This supports the assumption that the GPU is still busy doing other work. The Intel GPA Frame Analyzer also details shader activity within a sample set and a single frame. Returning to the Intel GPA Frame Analyzer and looking at the shader activity during that frame as well as performing an analysis of the shader itself and the number of instructions executed by each, we found that a specific shader was consuming a lot of time on the GPU. The Intel GPA Frame Analyzer offers the useful "comment this out" functionality by overriding a shader to short circuit it and does the work of only outputting a single color-yellow. This provides a visual indication of what that shader does. Best of all, this can all be done without editing a file. Just change a setting in the Intel GPA Frame Analyzer, and the frame will be recomputed on-the-fly with the output applied by the test shader to render the same scene we saw before. The frame rate increase indicated in Figure 6 is a result of applying the simplified Intel GPA Frame Analyzer yellow shader.

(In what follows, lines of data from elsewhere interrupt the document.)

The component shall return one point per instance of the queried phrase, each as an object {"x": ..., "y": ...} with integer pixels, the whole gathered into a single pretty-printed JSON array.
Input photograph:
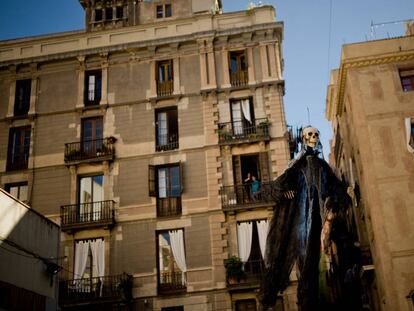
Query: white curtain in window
[
  {"x": 245, "y": 103},
  {"x": 262, "y": 228},
  {"x": 177, "y": 246},
  {"x": 237, "y": 118},
  {"x": 98, "y": 257},
  {"x": 162, "y": 183},
  {"x": 244, "y": 239},
  {"x": 408, "y": 134},
  {"x": 81, "y": 257}
]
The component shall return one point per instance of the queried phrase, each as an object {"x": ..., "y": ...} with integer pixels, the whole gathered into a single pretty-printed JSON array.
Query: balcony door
[
  {"x": 92, "y": 136},
  {"x": 91, "y": 195}
]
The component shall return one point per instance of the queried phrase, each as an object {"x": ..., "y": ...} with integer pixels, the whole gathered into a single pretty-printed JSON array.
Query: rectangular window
[
  {"x": 238, "y": 68},
  {"x": 18, "y": 190},
  {"x": 19, "y": 147},
  {"x": 407, "y": 79},
  {"x": 119, "y": 12},
  {"x": 109, "y": 14},
  {"x": 91, "y": 196},
  {"x": 166, "y": 129},
  {"x": 22, "y": 97},
  {"x": 92, "y": 137},
  {"x": 165, "y": 182},
  {"x": 172, "y": 264},
  {"x": 242, "y": 114},
  {"x": 93, "y": 87},
  {"x": 88, "y": 264},
  {"x": 165, "y": 76},
  {"x": 163, "y": 10},
  {"x": 98, "y": 15}
]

Figure 6. Same scene with a high CPU load shader outputting yellow.

It looks as if this particular shader is not signifcantly affecting the scene in Low Fidelity mode. Figure 7 shows a pixel-by-pixel comparison of the key differences between this altered scene and the original. Looking at the code, it turns out that the shader applies a metallic feature to the structures in the scene, ignoring some differences in the lava's post-processing effects that will be explained later.

Figure 7. Pixel-by-pixel image comparison of the Intel® CPA Frame Analyzer's yellow shader and the original.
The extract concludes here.